La escena se repitió una y otra vez: familias enteras evacuadas con lo puesto, algunas con valijas improvisadas, otras con jaulas, correas o animales envueltos en mantas. En la evacuación inicial, muchos perros y gatos quedaron dentro de las viviendas por la rapidez del escape.
“Nadie se olvida de sus perros”, se escuchó decir a un rescatista mientras intentaba ordenar el descenso de vecinos que insistían en volver a subir.
NO DEJARON LAS MASCOTAS
Hubo quienes regresaron apenas minutos después de haber salido, y otros que esperaron una aparente calma para arriesgarse. Algunos lograron rescatar a sus mascotas; otros volvieron con la angustia de no haber podido hacerlo. En medio del caos, la presencia de animales atrapados se convirtió en un motivo recurrente de reingreso a la zona roja.
Otra de las urgencias invisibles fue la de los adultos mayores y personas con tratamientos crónicos. Vecinos relataban, casi en susurros, la preocupación por abuelos que habían salido sin sus medicamentos para el corazón, la presión o la diabetes.
“Estamos buscando los remedios de mi mamá”, explicó una mujer mientras aguardaba noticias en el punto de evacuación.
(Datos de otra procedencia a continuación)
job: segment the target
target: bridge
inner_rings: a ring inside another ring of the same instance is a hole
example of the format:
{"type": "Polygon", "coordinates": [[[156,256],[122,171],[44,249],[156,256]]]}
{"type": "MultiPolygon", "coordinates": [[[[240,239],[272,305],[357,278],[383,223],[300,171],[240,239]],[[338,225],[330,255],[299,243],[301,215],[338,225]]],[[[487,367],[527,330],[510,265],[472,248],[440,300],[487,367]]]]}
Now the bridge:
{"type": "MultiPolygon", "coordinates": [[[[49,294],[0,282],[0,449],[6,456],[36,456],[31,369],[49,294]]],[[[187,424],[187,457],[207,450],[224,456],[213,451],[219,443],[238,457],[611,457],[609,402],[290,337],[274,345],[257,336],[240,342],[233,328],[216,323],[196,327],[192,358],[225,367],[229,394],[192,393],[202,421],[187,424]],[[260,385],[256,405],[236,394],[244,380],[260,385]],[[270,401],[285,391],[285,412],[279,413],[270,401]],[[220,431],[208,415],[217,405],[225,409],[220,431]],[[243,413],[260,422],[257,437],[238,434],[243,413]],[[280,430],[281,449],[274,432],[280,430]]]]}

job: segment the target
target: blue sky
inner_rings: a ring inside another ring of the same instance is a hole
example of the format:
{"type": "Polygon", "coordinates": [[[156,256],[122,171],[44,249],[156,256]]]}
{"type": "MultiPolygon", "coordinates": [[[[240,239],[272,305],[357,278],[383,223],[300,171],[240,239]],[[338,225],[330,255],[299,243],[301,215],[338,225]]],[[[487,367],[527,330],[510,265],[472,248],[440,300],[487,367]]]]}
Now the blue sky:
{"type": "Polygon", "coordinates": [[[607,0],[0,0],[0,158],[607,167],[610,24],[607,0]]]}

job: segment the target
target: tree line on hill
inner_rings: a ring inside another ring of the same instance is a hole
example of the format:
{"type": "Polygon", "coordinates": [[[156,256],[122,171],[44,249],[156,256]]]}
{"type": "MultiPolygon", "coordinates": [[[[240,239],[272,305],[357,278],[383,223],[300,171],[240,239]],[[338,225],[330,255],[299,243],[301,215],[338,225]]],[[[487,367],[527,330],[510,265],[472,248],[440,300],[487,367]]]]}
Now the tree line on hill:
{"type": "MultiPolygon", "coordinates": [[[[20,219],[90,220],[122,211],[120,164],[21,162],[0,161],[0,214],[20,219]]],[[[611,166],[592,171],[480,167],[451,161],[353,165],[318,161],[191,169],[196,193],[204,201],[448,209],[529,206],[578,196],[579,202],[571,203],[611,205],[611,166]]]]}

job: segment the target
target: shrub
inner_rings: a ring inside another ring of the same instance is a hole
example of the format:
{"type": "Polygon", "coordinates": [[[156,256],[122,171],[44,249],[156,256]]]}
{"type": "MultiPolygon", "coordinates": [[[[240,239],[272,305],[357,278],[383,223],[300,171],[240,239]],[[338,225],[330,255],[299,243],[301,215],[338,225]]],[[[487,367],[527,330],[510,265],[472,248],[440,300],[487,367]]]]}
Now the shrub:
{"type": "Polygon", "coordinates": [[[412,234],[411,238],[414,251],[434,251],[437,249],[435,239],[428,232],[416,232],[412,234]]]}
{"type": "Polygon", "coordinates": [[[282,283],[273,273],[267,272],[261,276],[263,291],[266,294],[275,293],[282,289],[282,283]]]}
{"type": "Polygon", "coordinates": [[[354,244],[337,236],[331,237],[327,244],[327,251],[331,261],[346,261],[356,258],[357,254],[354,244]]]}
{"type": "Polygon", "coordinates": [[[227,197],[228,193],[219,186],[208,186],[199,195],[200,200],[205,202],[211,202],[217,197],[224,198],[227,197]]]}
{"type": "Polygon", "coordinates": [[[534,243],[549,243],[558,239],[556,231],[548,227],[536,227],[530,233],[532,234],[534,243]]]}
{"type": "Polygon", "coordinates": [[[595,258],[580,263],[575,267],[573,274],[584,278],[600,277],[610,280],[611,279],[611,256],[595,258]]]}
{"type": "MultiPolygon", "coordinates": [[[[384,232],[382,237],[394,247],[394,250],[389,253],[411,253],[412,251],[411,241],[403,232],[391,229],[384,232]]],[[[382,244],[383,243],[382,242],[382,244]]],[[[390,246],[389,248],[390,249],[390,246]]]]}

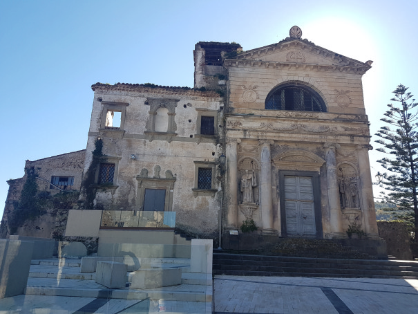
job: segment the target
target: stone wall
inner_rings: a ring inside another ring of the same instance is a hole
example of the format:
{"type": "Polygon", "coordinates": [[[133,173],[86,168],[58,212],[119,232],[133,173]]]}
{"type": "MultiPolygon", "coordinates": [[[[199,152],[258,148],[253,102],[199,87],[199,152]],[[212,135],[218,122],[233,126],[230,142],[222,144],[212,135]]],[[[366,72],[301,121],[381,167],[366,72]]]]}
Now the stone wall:
{"type": "Polygon", "coordinates": [[[84,173],[97,172],[103,162],[114,163],[115,171],[113,184],[97,184],[97,175],[93,190],[85,183],[82,200],[91,194],[94,202],[85,201],[84,208],[142,210],[144,189],[166,190],[164,210],[176,212],[177,227],[201,235],[215,232],[220,200],[216,177],[223,102],[219,95],[163,86],[131,86],[121,91],[116,85],[100,84],[93,89],[84,173]],[[109,106],[123,111],[124,121],[119,128],[104,127],[103,117],[109,106]],[[168,119],[158,118],[161,108],[168,119]],[[214,135],[200,134],[203,116],[214,117],[214,135]],[[165,129],[159,124],[164,122],[165,129]],[[102,155],[93,157],[99,137],[102,155]],[[95,165],[93,160],[97,160],[95,165]],[[213,169],[210,191],[196,191],[199,165],[213,169]]]}
{"type": "Polygon", "coordinates": [[[403,223],[378,221],[379,235],[386,240],[388,255],[395,259],[413,260],[406,225],[403,223]]]}

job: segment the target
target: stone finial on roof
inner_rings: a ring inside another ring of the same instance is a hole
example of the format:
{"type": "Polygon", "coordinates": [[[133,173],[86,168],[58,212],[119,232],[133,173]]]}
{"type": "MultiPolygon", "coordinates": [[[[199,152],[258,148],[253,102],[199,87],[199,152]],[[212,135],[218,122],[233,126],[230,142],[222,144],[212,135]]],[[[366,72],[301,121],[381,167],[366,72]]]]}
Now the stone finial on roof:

No había ambulancias ni derivaciones médicas masivas, pero sí un problema silencioso: tratamientos interrumpidos sin saber por cuánto tiempo.
Algunos vecinos regresaron específicamente para buscar pastilleros, recetas o documentos médicos, aun sabiendo que el cerro seguía inestable. Otros intentaban coordinar con familiares o farmacias para reponer lo perdido, en una noche en la que todo parecía fuera de alcance.
La evacuación fue abrupta y desordenada. Muchos salieron sin documentos, sin dinero y sin pertenencias básicas. En ese contexto, elegir qué rescatar se volvió una decisión dolorosa.
“Lo material se recupera, la vida no”, repetían algunos vecinos, mientras otros admitían que volver a buscar una heladera o un lavarropas era menos urgente que volver por un perro o por los remedios de un abuelo.
Esa diferencia marcó el pulso de la madrugada: mientras las autoridades pedían no reingresar, la realidad emocional de los evacuados empujaba a desobedecer para atender necesidades que no podían esperar.